If a pilot knows, thoroughly well, the kind of country he is flying over, and no difficulty presents itself in finding a landing-place, he can fly comparatively low, if he prefers to do so. By this is meant an altitude of perhaps five or six hundred feet.
If the country is difficult, however—that is to say, if fair landing-places are not easy to find—it behoves the airman to attain a considerably greater altitude. Over unfavourable country, from the landing-point of view, an experienced pilot will maintain a height of 2000 feet, or more. He does this because, should his engine fail him, he will have plenty of time to pick out—from a considerable area of country around him—some fairly-suitable descending-point.
In the flying contests held last summer, the most expert pilots, such as Beaumont and Vedrines, flew across country at an altitude of about 3000 feet. What influenced them, in doing so, was the knowledge that any wind that is blowing is generally most steady at such altitudes.
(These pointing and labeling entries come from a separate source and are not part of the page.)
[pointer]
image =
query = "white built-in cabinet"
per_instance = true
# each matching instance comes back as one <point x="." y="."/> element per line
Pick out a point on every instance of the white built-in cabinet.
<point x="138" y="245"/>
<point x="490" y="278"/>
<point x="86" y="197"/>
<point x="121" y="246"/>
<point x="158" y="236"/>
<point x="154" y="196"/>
Once he is able to fly across country, without worrying at all about the control of his machine, the military airman is ready to take up the practical tasks which await him. One of the most interesting experiments, which he will be asked to carry out, is to fly over bodies of troops on the march, and test his powers of observation. It is one thing, of course, to see troops below him, and another to render an accurate report as to their strength and formation.
One of the most expert of French military airmen describes, very interestingly, how a reconnoitring officer seeks to render accurate his observations of troops; and his remarks go to prove, very distinctly, that nothing but unremitting practice will create a reliable air-scout—a contention which is made by all experts upon this subject.
The strength of columns on the march—when seen from the bird’s-eye view of an aeroplane—should, says this officer, be estimated by comparison, on the airman’s map, with the length of the road along which they are marching.
Massed formations of troops should, he adds, be determined according to the open spaces separating the various units. From the airman’s point of view, other clues to the strength of an enemy are the number of waggons, the number of mounted officers (in the case of infantry), and so forth.
It will be seen that, although the elevation of an aeroplane gives the observer a unique advantage, reconnoitring from an altitude of, say, 3000 feet is by no means easy work; the point of view is strange, and new rules have to be made, if reliable information is to be forthcoming.
With adequate practice, of course, an observer becomes remarkably quick in estimating the import of what he sees below him. Details, which would mean nothing to the novice, frequently tell him the whole story.